Saturday morning my sister drove me and the maternal parental unit into Maidstone. I think I've ranted to some degree before here about how I dislike my hometown, I can't explain exactly why, though I know it's not exactly justified, more that I'm projecting a lot of things onto the place, but it is rather a shithole without much to recommend it. Do everyone who leave their hometown look back on it with disgust? Certainly the massive roadworks caused by redeveloping an old Fremlins factory into new shopping centres makes things different. Anyway, it being my birthday yesterday we were going to buy me a mobile phone, my sister would help me choose one and then Mum would pay. Strangely, though I have something of an undeserved reputation in the family for being pretty au fait with technology (probably because I can use a remote control without causing the stereo to explode or something) mobiles are something that have completely passed me by and, after my sister and I agreed on a lovely little Nokia and the Virgin tarif I spent most of the rest of the weekend and today trying to get it to work properly.
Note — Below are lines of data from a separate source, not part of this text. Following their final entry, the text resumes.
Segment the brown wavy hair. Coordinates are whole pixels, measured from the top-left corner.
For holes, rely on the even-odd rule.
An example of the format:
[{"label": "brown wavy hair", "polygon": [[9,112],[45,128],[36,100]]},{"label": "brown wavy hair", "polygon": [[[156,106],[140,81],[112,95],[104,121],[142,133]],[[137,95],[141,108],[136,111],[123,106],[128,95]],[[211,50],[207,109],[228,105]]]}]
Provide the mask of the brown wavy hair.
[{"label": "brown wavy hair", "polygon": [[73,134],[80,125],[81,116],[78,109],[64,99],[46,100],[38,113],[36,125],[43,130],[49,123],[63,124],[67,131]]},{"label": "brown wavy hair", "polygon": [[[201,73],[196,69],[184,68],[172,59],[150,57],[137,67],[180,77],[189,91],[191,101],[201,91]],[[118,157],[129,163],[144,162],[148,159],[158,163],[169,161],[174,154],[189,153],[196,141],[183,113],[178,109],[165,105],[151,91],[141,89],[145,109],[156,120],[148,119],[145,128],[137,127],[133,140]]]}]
It seems you should never turn the things off. This is why they go off in cinemas after requests for people to turn their phones off. No one ever does. If you turn your mobile phone off the little goblins that run the clockwork inside get all confused. This is why it's terribly important to keep it on AT ALL TIMES. Turning the volume of the ring tone to maximum is also extremely important, if it's set too quiet or to vibrate, then the phone call might actually skip over your phone and go into the next phone along by mistake. I've not quite got the knack of using it yet. For example, I caught the train back from Maidstone to London this afternoon and not once did I phone someone up and say "I'm on the train." There's obviously a trick to it.